Cinq ans après le G20 de Washington, où en est-on de la régulation financière
Animée par Philippe Mudry, directeur général de l’Agefi, cette table ronde a permis de confronter les points de vue du régulateur français (Gérard Rameix, président de l’AMF), du régulateur européen (Steven Maijoor, président de l’ESMA), des professionnels (Frédéric Janbon président de l’AFME – Association for financial markets in Europe) et de la Banque mondiale (Bertrand Badré, directeur général et directeur financier pour le groupe Banque mondiale).
La réforme n’est pas terminée
Les intervenants se sont accordés sur le fait que la régulation a bien avancé et que les chantiers entamés à la suite de la crise de 2007/2008 sont pour la plupart en bonne voie, mais que la réforme n’est pas terminée. Nous sommes à une période charnière, idée que chacun des panelistes a exprimée à sa manière. Pour Monsieur Maijoor, les avancées en matière de régulation doivent désormais être mises en oeuvre et supervisées. Elles doivent également être complétées par le volet « protection du consommateur ». Monsieur Janbon a relevé un certain nombre de points techniques qui lui paraissent devoir être corrigés (réforme du marché des dérivés de gré à gré ou ratio de liquidité des banques). Monsieur Rameix a, lui, fait remarquer que l’équilibre actuel, basé sur des taux d’intérêt très bas et des interventions massives de la FED our acheter de la dette publique américaine, ne pouvait pas durer. Il a également insisté sur la nécessité de faire en sorte que le financement de l’économie – qui a besoin de financement de long terme – soit satisfaisant. Pour cela, il faut à la fois créer des outils adéquats– et dans ce contexte, la titrisation est utile et il faut réfléchir à la relancer, et donner confiance aux épargnants pour qu’ils investissent à long terme.
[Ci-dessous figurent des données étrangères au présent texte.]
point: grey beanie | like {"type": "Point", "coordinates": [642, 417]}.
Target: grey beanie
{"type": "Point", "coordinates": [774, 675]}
Monsieur Badré a insisté sur la nécessité d’intégrer les pays émergents dans la réflexion sur le rôle de la finance, car si les pays émergents n’arrivent pas à financer leurs projets (d’infrastructure par exemple), c’est toute la croissance mondiale qui en pâtira.
Comment concilier le financement de l’économie et l’intérêt des épargnants
Animée par Benoît de Juvigny, secrétaire général de l’AMF, cette table ronde réunissait Karine Berger, députée, Pierre Gattaz, président du Medef, Jean-Pierre Jouyet, directeur général de la Caisse des dépôts et consignations (CDC), Michel Lucas, président du groupe Crédit Mutuel CIC et Joseph Thouvenel, vice-président de la CFTC et membre de la commission des sanctions de l’AMF.
Tous les panelistes sont tombés d’accord sur le fait que la finance doit résoudre une équation difficile pour réconcilier les épargnants, qui investissent plus que jamais dans des produits sans risque, y compris les gros patrimoines qui placent plusieurs millions dans des assurances vie investies en fonds euros, et les entreprises qui ont besoin de ressources longues. Mais tous n’avaient pas nécessairement la même opinion sur la meilleure façon d’y parvenir. La question de l’impact très négatif du changement des règles fiscales – et en particulier rétroactives – a été largement évoquée. De même, le poids de la fiscalité a fait l’objet d’un débat entre, notamment, Pierre Gattaz qui estime que les entreprises et les épargnants font l’objet d’un matraquage fiscal et Karine Berger qui a fait valoir que la France va devenir le pays où le rapport Impôt sur les sociétés/valeur ajoutée va devenir le plus faible. Jean-Pierre Jouyet a rappelé le rôle essentiel de la Caisse des dépôts comme investisseur de long terme, directement ou au travers du Fonds d’épargne ou de la Banque Publique d’Investissement. Pour réconcilier les points de vue, l’épargne salariale comme l’économie sociale et solidaire ont été jugées aptes à redonner confiance dans la finance, tout comme l’éducation financière et la formation en économie.